En un artículo recientemente aparecido en la revista PLoS Biology se describe cuál es el estado actual de la enseñanza de la evolución en el conjunto de la nación americana:

  • PLoS Biology
  • En primer lugar los autores de este trabajo resumen cómo en el año 2004 en el condado de Dover, Pennsylvania, se votó a favor de que junto a la enseñanza de la teoría del evolución (TE) se incluyera la del diseño inteligente (ID). En el año 2005 una encuesta llevada a cabo por el “Pew Forum on Religion and Public Life” mostró que el 38% de los americanos preferían el creacionismo bíblico a la evolución.

    Pero los profesores de Dover tenían un deber moral, y les pareció contrario a su ética cumplir lo que se había decretado. De hecho redactaron el siguiente manifiesto: “si yo como profesor sigo lo dictado por las ordenanzas, mis estudiantes inevitablemente (o sin entenderlo) creerán que el ID es una teoría científica válida, quizás con el mismo valor que la TE. Eso no es verdad. Asegurar que el libro “Of pandas and people” es una referencia científica rompe mi obligación ética de enseñar conocimientos científicos basados en pruebas o teorías científicas”.

    Finalmente, tras el juicio de Dover, las alternativas religiosas a la TE (creacionismo, ID) fueron excluidas de las clases de ciencias, por violación del mandato constitucional que obliga a la separación entre religión y estado.

    ¿Cómo están las cosas en este momento?. La publicación es bastante extensa en cuanto a datos, aquí sólo resumo aquellos que me han parecido especialmente relevantes.

    En la siguiente gráfica se indica el número de horas que se dedican en las aulas de EEUU a la enseñanza de la evolución, o del creacionismo + ID.

    Alrededor del 25% de los profesores dedican 1 ó 2 horas al creacionismo o al ID. Sin embargo, dentro de estos números hay quienes las dedican a enseñar estas alternativas religiosas, mientras que otros simplemente las critican. Entre los que enseñan creacionismo o ID, el 32% de los profesores están de acuerdo con que en sus clases se enfatiza que estas posturas son contrarias a lo que la mayoría de los científicos piensan, mientras que un 40% está de acuerdo con lo que está enseñando es una perspectiva religiosa inapropiada en clase de ciencias.

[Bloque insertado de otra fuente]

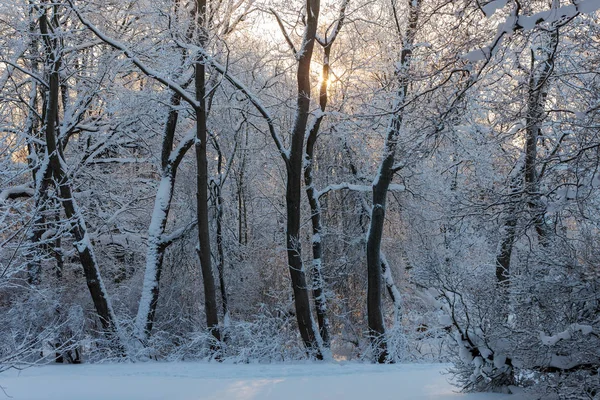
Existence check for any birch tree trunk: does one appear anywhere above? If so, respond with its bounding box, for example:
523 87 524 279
135 93 193 343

    Una encuesta realizada entre profesores de ciencias de instituto (P) y gente de la calle (G) mostró los siguientes resultados a las siguientes preguntas (como porcentaje de acuerdo):
    -Los humanos se han desarrollado durante millones de años…pero Dios no contribuyó en ese proceso: 28% de acuerdo (P); 13% de acuerdo (G).
    -Los humanos se han desarrollado durante millones de años…pero Dios ha guiado el proceso: 47% de acuerdo (P), 30% de acuerdo (G).
    -Dios ha creado a los humanos tal como somos hace 10.000 años: 18% de acuerdo (P), 48% de acuerdo (G).
    -No sabe/no contesta: 9% (tanto P como G).
    Aproximadamente 1 de cada 6 profesores creen en una Tierra joven, mientras que 1 de cada 8 enseñan el creacionismo o el ID con convicción. El número de horas que se dan de estas alternativas religiosas es bajo, pero hay que tener como aspecto negativo el que se estén enseñando como formación científica. Afortunadamente, la mayoría de los profesores ven la evolución como uno de los aspectos esenciales de la enseñanza de ciencias.

    En resumen, las victorias obtenidas en las cortes de justicia no son suficientes para asegurar que la evolución se seguirá enseñando en clase de ciencias. No, mientras no se adapten los rigurosos estándares que recomienda la Academia de Ciencias de EEUU, y otras organizaciones científicas. La enseñanza de la evolución también debe de venir apoyada por un mayor conocimiento por parte del profesorado de esta teoría científica. Este estudio sugiere que se requiere que los profesores completen un curso de formación en biología evolutiva. Esto es mucho más importante que cualquier victoria ante la justicia.